The city of Port Alberni is looking into placing solar panels on city buildings.
Council agreed on Monday, Jan. 8 to issue a Request for Proposals (RFP) for the supply and installation of solar panels on one or more city-owned facilities.
The city has $100,000 set aside in a Carbon Reserve Fund for such a project. The Carbon Reserve Fund, explained facilities supervisor Mark Zenko, is meant to be spent in ways that reduce the greenhouse gas effect.
“There’s a couple reasons that one might want to get into alternative power generation,” said Zenko. “One is sustainability, and then there’s cost-savings.”
There are several ways of generating power (hydro, wind, solar, biomass, geothermal wave, etc.), but an investigation by Zenko and consultant Scot Merriam of SRM Projects Ltd. determined that solar is the only option at this time that is commercially viable and cost-effective.
Both Zenko and Scot Merriam of SRM Projects Ltd. were in council chambers last Monday to present information about alternative energy and to come to a consensus on the city’s expectations for alternative power generation.
“There has been some criticism that Port Alberni doesn’t get the sun that we need to do solar,” said Zenko. “That’s simply not the case. Port Alberni does get a reasonable amount of sun and it can be commercially viable to produce solar generation. Turns out that we get 15 percent more than Germany, where solar is big.”
A number of buildings in the city, he added, are also well set up with the capacity to hold solar panels.
“About 25 percent of the Island’s power is generated on the island,” added Zenko. “So if we were ever to lose the connection to the mainland, we’re basically sitting high and dry out here. It would be nice to increase the capacity that is generated on the island and do our part in that.”
Zenko produced a report that had a number of suggestions for the city, including an option to suspend plans to issue an RFP and commission a Community Energy and Emissions Plan instead.
Mayor Mike Ruttan said he knows of a number of companies that are interested in partnering with the city in providing solar power. “For me, the point of issuing an RFP would be to basically see who’s out there and what they may be proposing for us that we can look at,” he said. “I do see it as an opportunity for us as a city to move in this particular direction.”

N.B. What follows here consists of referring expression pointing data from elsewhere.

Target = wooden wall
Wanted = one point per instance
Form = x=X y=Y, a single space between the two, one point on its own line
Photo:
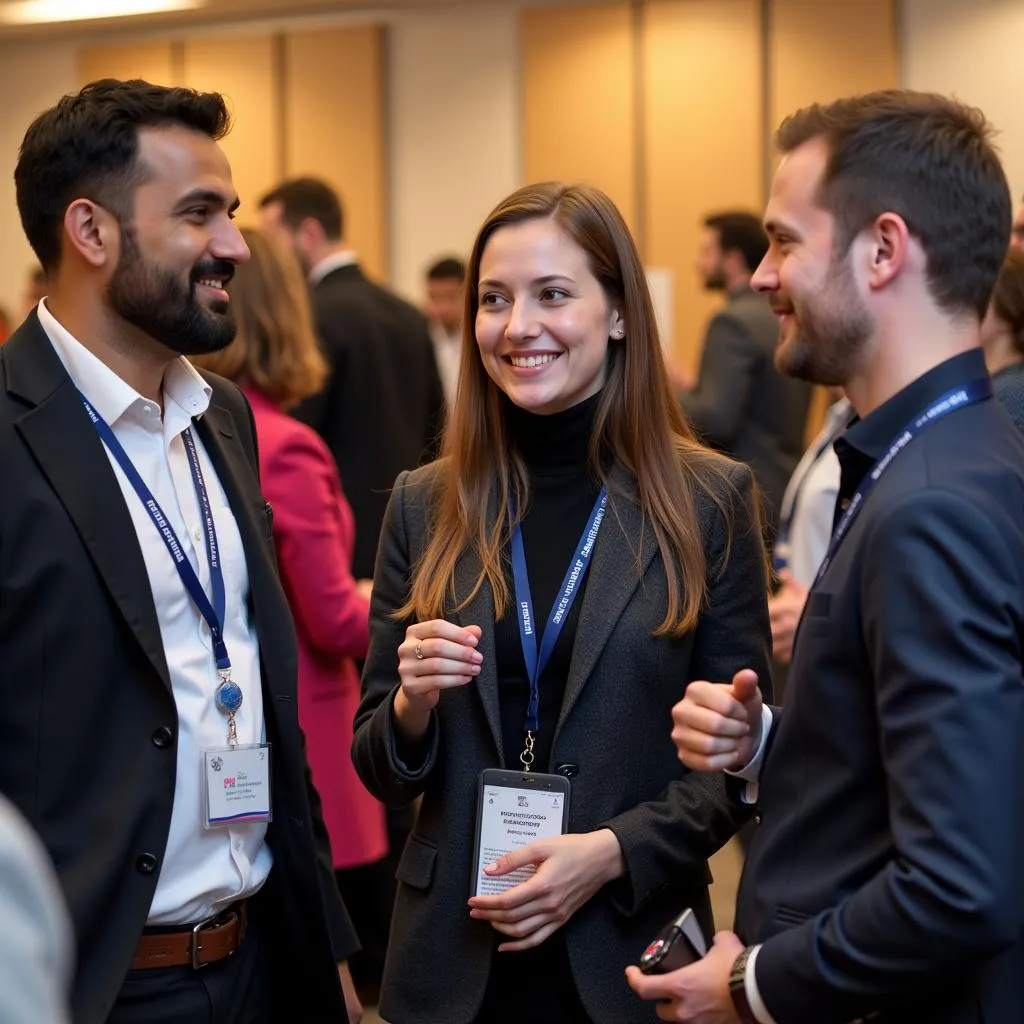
x=670 y=105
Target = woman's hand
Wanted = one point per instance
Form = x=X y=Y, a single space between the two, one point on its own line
x=434 y=656
x=569 y=869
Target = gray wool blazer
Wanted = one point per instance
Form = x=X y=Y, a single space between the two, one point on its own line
x=614 y=725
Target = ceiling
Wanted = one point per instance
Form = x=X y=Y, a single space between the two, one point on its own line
x=213 y=11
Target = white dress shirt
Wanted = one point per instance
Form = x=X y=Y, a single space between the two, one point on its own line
x=202 y=870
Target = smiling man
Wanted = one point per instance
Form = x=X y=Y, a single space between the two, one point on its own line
x=146 y=654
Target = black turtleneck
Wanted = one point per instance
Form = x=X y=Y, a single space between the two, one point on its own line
x=562 y=493
x=561 y=497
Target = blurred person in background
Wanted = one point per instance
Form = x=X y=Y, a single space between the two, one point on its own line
x=444 y=304
x=564 y=410
x=380 y=413
x=740 y=403
x=276 y=361
x=1003 y=336
x=382 y=407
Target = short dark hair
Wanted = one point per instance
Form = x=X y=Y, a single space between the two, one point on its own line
x=741 y=231
x=302 y=198
x=449 y=268
x=928 y=159
x=87 y=145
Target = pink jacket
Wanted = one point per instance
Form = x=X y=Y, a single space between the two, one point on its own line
x=314 y=530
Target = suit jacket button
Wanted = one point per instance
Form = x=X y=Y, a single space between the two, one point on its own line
x=163 y=737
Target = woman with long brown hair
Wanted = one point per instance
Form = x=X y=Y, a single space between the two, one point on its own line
x=564 y=435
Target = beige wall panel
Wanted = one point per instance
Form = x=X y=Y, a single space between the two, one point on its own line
x=153 y=61
x=702 y=139
x=819 y=51
x=335 y=128
x=243 y=69
x=579 y=117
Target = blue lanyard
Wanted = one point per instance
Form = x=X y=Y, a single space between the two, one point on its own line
x=213 y=613
x=537 y=660
x=960 y=397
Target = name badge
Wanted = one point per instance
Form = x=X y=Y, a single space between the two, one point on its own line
x=237 y=783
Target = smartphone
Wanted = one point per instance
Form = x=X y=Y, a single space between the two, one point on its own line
x=514 y=809
x=680 y=943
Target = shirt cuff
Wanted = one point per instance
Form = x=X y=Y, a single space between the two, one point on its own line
x=751 y=772
x=758 y=1007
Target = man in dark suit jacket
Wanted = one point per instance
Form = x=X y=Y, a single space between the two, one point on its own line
x=382 y=408
x=884 y=880
x=741 y=404
x=107 y=663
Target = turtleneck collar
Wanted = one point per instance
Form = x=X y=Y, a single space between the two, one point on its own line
x=556 y=442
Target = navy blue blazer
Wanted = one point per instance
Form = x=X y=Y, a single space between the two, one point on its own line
x=887 y=872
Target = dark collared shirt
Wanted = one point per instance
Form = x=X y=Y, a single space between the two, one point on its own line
x=867 y=440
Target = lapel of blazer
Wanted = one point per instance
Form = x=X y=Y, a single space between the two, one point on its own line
x=615 y=571
x=57 y=430
x=237 y=476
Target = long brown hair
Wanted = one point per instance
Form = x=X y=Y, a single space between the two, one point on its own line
x=274 y=349
x=638 y=428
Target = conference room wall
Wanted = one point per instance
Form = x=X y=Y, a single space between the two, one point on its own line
x=454 y=120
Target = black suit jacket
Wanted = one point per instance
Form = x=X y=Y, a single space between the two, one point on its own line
x=613 y=727
x=382 y=409
x=742 y=404
x=887 y=873
x=86 y=707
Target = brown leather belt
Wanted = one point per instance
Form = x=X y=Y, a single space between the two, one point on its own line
x=207 y=942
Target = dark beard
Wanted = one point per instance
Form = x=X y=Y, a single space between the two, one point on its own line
x=829 y=339
x=154 y=299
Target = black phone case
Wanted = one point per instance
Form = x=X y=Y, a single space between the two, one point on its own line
x=678 y=944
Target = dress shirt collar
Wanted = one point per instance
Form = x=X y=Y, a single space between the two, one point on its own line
x=184 y=388
x=872 y=435
x=344 y=257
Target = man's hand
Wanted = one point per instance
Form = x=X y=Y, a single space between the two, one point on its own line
x=717 y=726
x=784 y=608
x=353 y=1008
x=694 y=994
x=569 y=869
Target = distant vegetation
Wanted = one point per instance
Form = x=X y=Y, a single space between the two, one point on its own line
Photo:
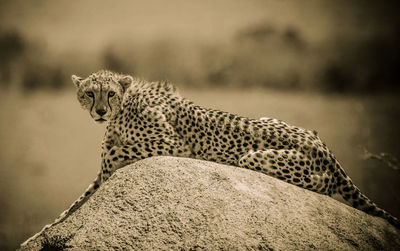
x=258 y=56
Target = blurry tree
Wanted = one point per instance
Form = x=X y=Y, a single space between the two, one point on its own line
x=12 y=46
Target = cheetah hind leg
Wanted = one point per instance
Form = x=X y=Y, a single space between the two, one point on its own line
x=291 y=166
x=294 y=167
x=81 y=200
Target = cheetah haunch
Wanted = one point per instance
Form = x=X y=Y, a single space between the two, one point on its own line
x=151 y=119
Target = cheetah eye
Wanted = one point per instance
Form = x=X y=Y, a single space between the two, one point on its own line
x=89 y=94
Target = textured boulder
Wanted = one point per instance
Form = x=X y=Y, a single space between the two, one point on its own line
x=174 y=203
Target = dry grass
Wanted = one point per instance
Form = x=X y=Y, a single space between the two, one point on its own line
x=50 y=149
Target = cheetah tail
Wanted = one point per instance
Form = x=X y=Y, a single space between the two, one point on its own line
x=352 y=194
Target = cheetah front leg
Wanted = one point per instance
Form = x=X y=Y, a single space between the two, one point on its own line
x=291 y=166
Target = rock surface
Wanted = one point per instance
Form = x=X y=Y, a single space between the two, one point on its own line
x=174 y=203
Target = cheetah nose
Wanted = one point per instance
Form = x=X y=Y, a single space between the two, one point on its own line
x=101 y=112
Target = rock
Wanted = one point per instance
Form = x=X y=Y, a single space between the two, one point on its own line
x=178 y=203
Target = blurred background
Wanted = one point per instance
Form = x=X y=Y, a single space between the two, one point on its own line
x=332 y=66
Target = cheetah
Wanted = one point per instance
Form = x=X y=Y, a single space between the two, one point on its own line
x=147 y=119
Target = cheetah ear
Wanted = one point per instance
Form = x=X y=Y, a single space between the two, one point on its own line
x=125 y=81
x=76 y=80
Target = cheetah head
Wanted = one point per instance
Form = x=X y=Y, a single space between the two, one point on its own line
x=101 y=93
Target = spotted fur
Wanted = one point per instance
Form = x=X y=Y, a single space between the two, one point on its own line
x=151 y=119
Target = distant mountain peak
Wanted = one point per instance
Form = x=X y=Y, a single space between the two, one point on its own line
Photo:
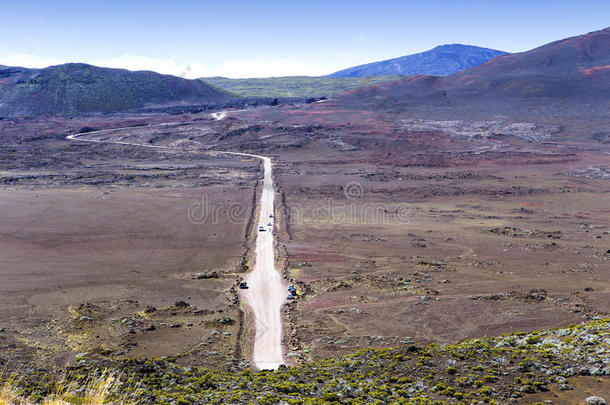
x=442 y=60
x=74 y=88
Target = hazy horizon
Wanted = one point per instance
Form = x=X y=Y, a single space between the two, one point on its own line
x=204 y=39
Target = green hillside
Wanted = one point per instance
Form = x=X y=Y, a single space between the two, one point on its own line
x=293 y=86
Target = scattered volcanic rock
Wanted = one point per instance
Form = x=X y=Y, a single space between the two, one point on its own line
x=570 y=76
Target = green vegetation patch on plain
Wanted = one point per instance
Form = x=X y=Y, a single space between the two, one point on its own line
x=485 y=370
x=293 y=86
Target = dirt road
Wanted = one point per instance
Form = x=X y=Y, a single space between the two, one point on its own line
x=267 y=292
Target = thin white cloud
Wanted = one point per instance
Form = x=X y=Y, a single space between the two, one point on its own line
x=232 y=67
x=27 y=60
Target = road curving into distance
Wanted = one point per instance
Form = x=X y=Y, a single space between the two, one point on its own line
x=267 y=291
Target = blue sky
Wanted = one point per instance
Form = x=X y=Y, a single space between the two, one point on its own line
x=274 y=38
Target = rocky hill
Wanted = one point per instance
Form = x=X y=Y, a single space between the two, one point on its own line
x=79 y=88
x=570 y=76
x=442 y=60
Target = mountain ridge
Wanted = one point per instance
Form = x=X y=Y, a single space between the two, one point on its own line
x=564 y=76
x=74 y=88
x=441 y=60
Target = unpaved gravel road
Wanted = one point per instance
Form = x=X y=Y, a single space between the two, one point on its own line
x=267 y=291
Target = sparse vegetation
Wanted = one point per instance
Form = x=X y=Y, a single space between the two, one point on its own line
x=486 y=369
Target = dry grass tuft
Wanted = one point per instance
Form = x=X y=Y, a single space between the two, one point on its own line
x=97 y=392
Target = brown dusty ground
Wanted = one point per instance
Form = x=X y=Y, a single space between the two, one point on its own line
x=97 y=247
x=392 y=235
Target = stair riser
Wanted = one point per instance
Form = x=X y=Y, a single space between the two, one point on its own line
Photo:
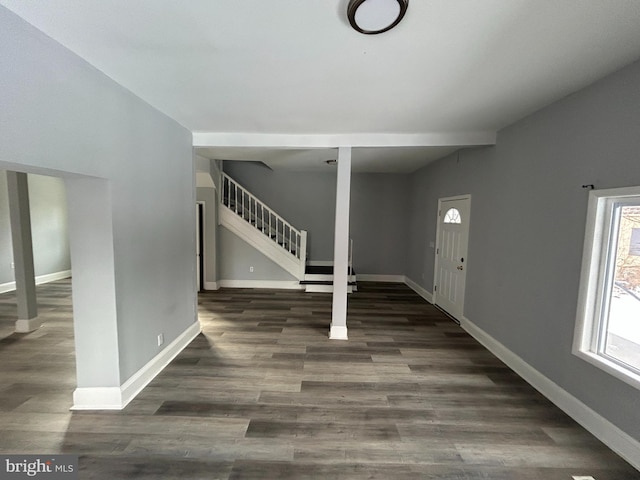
x=324 y=289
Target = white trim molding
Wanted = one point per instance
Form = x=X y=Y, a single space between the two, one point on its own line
x=40 y=279
x=433 y=139
x=116 y=398
x=428 y=296
x=617 y=440
x=275 y=284
x=28 y=325
x=338 y=332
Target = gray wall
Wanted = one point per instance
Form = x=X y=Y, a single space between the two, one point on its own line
x=379 y=216
x=379 y=221
x=129 y=171
x=237 y=256
x=49 y=226
x=527 y=229
x=306 y=200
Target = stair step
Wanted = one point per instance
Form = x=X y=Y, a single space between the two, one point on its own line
x=321 y=270
x=321 y=282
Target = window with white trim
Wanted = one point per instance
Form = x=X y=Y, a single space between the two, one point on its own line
x=452 y=216
x=608 y=321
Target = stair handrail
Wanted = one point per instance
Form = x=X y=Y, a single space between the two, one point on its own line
x=296 y=244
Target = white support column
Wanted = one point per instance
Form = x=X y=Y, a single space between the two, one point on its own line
x=341 y=247
x=20 y=218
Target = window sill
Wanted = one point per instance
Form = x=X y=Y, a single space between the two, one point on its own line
x=610 y=367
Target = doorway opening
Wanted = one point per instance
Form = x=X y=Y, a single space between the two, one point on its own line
x=452 y=238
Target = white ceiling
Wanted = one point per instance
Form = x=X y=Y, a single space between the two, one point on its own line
x=292 y=67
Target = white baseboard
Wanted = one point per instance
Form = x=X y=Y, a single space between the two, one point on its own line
x=428 y=296
x=40 y=279
x=116 y=398
x=371 y=277
x=617 y=440
x=26 y=326
x=338 y=333
x=276 y=284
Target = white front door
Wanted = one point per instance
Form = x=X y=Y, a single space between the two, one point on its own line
x=451 y=254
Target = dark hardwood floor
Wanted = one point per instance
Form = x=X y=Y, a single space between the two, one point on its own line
x=263 y=393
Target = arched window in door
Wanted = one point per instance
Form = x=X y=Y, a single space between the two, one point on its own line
x=452 y=216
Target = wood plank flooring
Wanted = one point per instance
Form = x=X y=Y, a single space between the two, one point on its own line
x=263 y=393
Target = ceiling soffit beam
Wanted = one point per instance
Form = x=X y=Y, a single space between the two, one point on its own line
x=218 y=139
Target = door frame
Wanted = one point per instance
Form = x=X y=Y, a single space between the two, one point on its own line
x=200 y=246
x=437 y=249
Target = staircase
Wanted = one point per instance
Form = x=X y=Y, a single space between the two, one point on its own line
x=319 y=278
x=261 y=227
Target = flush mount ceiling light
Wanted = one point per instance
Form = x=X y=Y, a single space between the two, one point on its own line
x=375 y=16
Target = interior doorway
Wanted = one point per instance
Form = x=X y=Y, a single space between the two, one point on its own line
x=452 y=238
x=200 y=276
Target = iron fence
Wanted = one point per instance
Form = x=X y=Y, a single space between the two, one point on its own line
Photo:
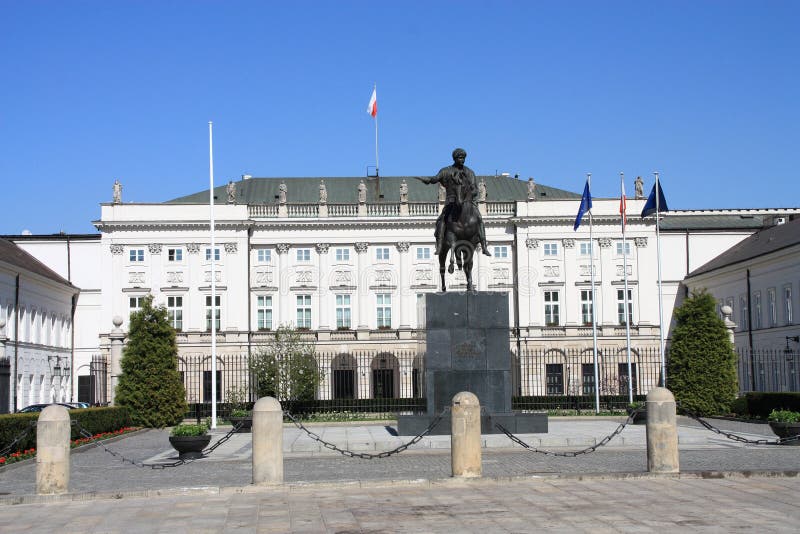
x=570 y=373
x=768 y=370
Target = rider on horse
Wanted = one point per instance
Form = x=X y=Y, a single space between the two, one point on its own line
x=453 y=178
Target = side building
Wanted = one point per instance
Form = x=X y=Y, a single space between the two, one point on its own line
x=344 y=261
x=36 y=331
x=759 y=280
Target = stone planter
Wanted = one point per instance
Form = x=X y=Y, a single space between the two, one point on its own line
x=190 y=447
x=786 y=430
x=246 y=422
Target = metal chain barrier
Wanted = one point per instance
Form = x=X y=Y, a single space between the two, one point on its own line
x=366 y=455
x=735 y=437
x=85 y=433
x=10 y=447
x=572 y=454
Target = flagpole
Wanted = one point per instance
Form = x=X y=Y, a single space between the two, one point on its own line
x=625 y=277
x=660 y=293
x=213 y=281
x=377 y=164
x=594 y=310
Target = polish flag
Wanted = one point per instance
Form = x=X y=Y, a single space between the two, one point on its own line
x=622 y=214
x=372 y=108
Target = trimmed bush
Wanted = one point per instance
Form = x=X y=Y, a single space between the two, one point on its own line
x=761 y=404
x=701 y=370
x=285 y=368
x=94 y=420
x=150 y=385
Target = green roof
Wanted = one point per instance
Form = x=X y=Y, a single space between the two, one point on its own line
x=345 y=190
x=761 y=243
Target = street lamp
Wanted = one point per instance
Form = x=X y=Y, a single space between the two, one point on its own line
x=788 y=351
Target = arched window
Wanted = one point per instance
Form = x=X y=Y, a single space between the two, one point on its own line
x=345 y=378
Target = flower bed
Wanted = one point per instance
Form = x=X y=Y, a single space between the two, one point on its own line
x=31 y=453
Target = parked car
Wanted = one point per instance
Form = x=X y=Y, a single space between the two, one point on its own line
x=39 y=407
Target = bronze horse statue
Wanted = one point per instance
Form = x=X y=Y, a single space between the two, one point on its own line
x=461 y=236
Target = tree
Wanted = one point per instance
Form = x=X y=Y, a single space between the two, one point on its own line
x=285 y=368
x=701 y=370
x=150 y=385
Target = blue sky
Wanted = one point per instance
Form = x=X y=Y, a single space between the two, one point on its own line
x=705 y=92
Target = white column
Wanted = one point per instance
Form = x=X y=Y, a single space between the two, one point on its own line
x=322 y=304
x=282 y=296
x=533 y=277
x=403 y=292
x=362 y=287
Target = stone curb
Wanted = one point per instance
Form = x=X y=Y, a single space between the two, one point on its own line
x=366 y=484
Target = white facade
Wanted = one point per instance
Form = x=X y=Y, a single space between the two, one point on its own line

Councillor Ron Paulson expressed concern that solar power is inefficient in its generation, given the size of solar panels and the amount of power they generate. He wondered if technology would improve if the city waited a few more years.
Merriam replied that technology for solar modules today is approaching 20 percent efficiency, which is up from 15 percent, and costs are expected to go down until around 2022.
“It’s actually a very good time to get in on that technology,” he said.
As far as future technology is concerned, Merriam said that other possibilities are untested at this time. “We’re not really sure where some of these newer technologies are going to go,” he said. “The solar modules that are being produced right now are…a very safe bet for a long-term asset.”
In 2016, the city commissioned a report from Viridian Energy Co. to outline solar generation options for city-owned facilities. The Viridian Report has already looked at each city facility from a solar perspective.
Viridian installed a small solar panel system at the Bainbridge Water Treatment Plant in 2016 to offset power usage and test the technology.
A Community Energy Report, said Zenko, would probably come up with a lot of the same results that they already have. “Solar still is the [option] that’s the most proven at this point,” he said. “It’s the one with the cheapest startup and it’s the one you can implement now.
Council eventually agreed to issue an RFP for the supply and installation of solar PV arrays on one or more city-owned facilities, limiting the cost to what is available in the Carbon Fund.
“We want to see what’s out there,” said Ruttan. “I’d hate to see us lose an opportunity to get some additional benefit for the city both in the short term and the long term.”